Designer Porky Hefer creates fun creatures which you can sit on, sleep in and generally give in to the childish delight of seeing magical beasts brought to life
Having spent 16 years of his life as a creative director in the advertising industry in Cape Town, South Africa, and New York, USA, Porky Hefer threw in the towel when he realised that the higher he climbed, the less he created personally. In 2007, he founded the creative consultancy Animal Farm and then, five years ago, he launched Porky Hefer Design.
Hefer focuses on conceptual precepts, which manifest in three-dimensional forms — from public sculpture to product and furniture design. He embraces Africa and the skills that are readily available indigenously, rather than trying to emulate foreign processes, and sees beauty in the functional, the ordinary and discarded, challenging our relationships with these everyday objects and inspiring us to look again.
Last November, he staged his first solo exhibition at Southern Guild Gallery in Cape Town: called Monstera Deliciosa, Volume I, Hefer's collection celebrated old-school craft-consciousness with a twist designed to appeal to a modern audience.
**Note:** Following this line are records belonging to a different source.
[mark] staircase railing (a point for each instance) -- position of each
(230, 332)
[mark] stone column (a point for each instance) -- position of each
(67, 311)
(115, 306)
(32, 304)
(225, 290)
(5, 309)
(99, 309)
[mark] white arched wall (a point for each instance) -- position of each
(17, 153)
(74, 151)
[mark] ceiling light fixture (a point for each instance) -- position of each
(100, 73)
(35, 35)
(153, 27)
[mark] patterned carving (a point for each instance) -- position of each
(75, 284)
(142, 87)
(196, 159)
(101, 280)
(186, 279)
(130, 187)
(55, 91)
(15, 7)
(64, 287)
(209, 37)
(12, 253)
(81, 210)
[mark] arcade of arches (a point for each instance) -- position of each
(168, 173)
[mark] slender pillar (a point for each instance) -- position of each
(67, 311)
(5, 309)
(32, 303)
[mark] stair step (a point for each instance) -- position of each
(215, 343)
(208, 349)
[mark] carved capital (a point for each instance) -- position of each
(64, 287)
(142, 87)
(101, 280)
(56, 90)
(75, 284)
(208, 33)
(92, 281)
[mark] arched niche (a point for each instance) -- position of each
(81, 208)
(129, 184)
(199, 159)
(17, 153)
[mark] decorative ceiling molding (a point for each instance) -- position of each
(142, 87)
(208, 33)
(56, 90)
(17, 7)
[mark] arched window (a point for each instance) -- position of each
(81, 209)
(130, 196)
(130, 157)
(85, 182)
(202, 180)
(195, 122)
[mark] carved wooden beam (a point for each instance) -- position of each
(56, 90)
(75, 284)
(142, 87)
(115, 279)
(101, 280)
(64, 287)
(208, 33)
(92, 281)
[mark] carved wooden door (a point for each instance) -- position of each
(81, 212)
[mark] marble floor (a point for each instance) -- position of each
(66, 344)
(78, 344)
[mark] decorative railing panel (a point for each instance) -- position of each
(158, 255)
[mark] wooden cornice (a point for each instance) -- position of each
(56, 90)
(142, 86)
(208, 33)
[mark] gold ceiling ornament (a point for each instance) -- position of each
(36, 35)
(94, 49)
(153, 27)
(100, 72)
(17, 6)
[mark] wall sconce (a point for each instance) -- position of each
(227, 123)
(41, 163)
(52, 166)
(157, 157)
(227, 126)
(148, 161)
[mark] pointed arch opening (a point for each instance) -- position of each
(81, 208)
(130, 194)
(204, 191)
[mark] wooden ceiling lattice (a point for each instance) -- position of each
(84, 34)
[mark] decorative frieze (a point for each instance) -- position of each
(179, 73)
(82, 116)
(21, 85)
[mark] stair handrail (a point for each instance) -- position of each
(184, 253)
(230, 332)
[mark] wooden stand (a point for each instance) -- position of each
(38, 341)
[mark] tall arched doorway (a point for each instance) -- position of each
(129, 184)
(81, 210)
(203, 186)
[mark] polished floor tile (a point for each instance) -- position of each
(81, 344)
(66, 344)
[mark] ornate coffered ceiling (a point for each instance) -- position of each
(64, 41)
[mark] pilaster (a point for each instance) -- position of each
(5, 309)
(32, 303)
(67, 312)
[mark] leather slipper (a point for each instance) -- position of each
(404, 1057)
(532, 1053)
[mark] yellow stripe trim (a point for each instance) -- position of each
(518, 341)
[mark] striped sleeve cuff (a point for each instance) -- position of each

Sponsored by leather merchant Woodhead's, the monumental show premiered the designer's fantastical underwater animal-inspired hanging seating environments, transforming the double-volume gallery space into a magnificent faux waterscape.
From a crocodile in avocado leather to a puffer fish woven with Kooboo cane, these creatures invite the onlooker to embark on an intriguing journey of discovery. "My pieces get people to think about nature and its fragility, and make them consider how to protect it," says Hefer. "They're also about protecting local crafts so that these traditions don't die out."
The six pieces featured in Monstera Deliciosa, Volume I were created using unique local artisanal skills that include weaving, stitching and splicing. "No one is playing with these skills in this way," explains Hefer. "People are latching on to technology, but this evolves so quickly that it's hard to benefit from it, because by the time you master a technological aspect it's already dead."
He highlights the importance of reviving and utilising traditional crafts instead, and names Cape Town cane craftsman Ismael Bey, with whom he has been working closely on his weaving projects, as a modern-day example. "Ismael has trained weavers at the Cape Town Society for the Blind, where I've had a lot of my designs produced. In this way, I use his traditional knowledge and weaving skills and subvert these into nontraditional forms, making them more relevant. We have such skilled human beings in [South Africa], using techniques not found anywhere else in the world."